The Unit by Ninni Holmqvist (Sweden | Translated from the Swedish by Marlaine Delargy)
[ ⭐ ⭐ ⭐ ⭐ ] There’s an unexpected gentleness to this speculative dystopian tale. I loved its subtle critique of class snobbery and the role of women, as well as the flawed way that we as a society define success and value in life.
The Iliac Crest by Cristina Rivera Garza (Mexico | Translated from the Spanish by Sarah Booker)
[ ⭐ ⭐ ] Themes at play here include toxic masculinity, the way we use language to divide the sexes, and the concept of borders – both real and imagined. Fascinating though they are, the plot and characters are held at such a distance that I felt no emotional connection.
Alseep by Banana Yoshimoto (Japan | Translated from the Japanese by Michael Emmerich)
[ ⭐ ⭐ ⭐ ] Three melancholic and quietly mystical novellas that look at grief and forbidden love, this is the kind of collection that is more successful in creating a certain mood than it is in crafting standout narrative moments.
Horizontal Collaboration by Navie & Carole Maurel (France | Translated from the French by Margaret Morrison)
[ ⭐ ⭐ ⭐ ⭐ ⭐ ] This excellent graphic novel shows the everyday struggles that persisted in France during Occupation, with a particular focus on the forbidden love between French women and occupying German forces. Navie’s characters are believably flawed and complex, with Maurel’s striking art bringing their emotional struggles to life with real flair.
The White Book by Han Kang (South Korea | Translated from the Korean by Deborah Smith)
[ ⭐ ⭐ ⭐ ⭐ ] Part novel, part memoir, part poetry collection, this book is presented as a series of vignettes that muse on life and death. In stunning prose, it explores the role that language plays in navigating grief and pain, and the burden of living a life intended for another.
The True Deceiver by Tove Jansson (Finland | Translated from the Swedish by Thomas Teal)
[ ⭐ ⭐ ⭐ ] This is a deceptively simple tale that ruminates on the likes of art, community, love, and change, whilst asking us to consider which is worse: lying to others, or lying to ourselves. I felt engaged at the time of reading, but the promise of tension and atmosphere never quite reached a fever pitch.
Snare by Lilja Sigurðardóttir (Iceland | Translated from the Icelandic by Quentin Bates)

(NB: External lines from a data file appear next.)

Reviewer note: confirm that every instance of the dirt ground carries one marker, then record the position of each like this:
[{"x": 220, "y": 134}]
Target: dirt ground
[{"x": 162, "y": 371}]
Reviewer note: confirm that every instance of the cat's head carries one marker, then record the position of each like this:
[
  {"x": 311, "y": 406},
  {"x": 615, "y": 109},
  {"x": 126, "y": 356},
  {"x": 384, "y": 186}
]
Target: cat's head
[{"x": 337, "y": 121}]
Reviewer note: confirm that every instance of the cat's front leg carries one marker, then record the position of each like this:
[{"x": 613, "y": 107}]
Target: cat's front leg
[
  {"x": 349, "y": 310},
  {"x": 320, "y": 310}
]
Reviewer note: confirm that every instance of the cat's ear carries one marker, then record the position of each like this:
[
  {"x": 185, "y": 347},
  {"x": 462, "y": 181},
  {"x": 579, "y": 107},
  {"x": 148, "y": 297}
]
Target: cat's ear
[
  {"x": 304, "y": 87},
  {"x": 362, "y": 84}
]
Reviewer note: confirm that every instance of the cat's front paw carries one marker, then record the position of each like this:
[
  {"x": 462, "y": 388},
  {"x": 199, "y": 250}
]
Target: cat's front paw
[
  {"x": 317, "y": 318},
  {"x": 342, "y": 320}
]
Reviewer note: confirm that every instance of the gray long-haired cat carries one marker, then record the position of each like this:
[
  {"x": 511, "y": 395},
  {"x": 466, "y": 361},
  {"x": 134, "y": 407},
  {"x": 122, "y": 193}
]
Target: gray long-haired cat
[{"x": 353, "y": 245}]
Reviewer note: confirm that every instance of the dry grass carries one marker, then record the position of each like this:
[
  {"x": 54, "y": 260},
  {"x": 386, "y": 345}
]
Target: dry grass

[ ⭐ ⭐ ⭐ ⭐ ] Page-turning tension meets emotional complexity in this fantastic example of Nordic noir. We follow a tangled web of brilliantly well-realised characters, each as complex and morally ambiguous as the next, as they struggle with their own forms of obsession or addiction in this solidly written, well-paced, and seamlessly translated romp.
There we have it! I had a lot of fun committing so fully to Women in Translation Month this year, and I discovered some great books along the way – the real standouts being Liar, The White Book, Snare, and Horizontal Collaboration. I also added lots of great sounding reads to my TBR based on other people’s posts, so it’s been a big success on that front too!
August took my total number of reads this year up to 84, and I look forward to seeing what books September will bring my way.
What was your favourite read in August? What’s your favourite book by a woman in translation?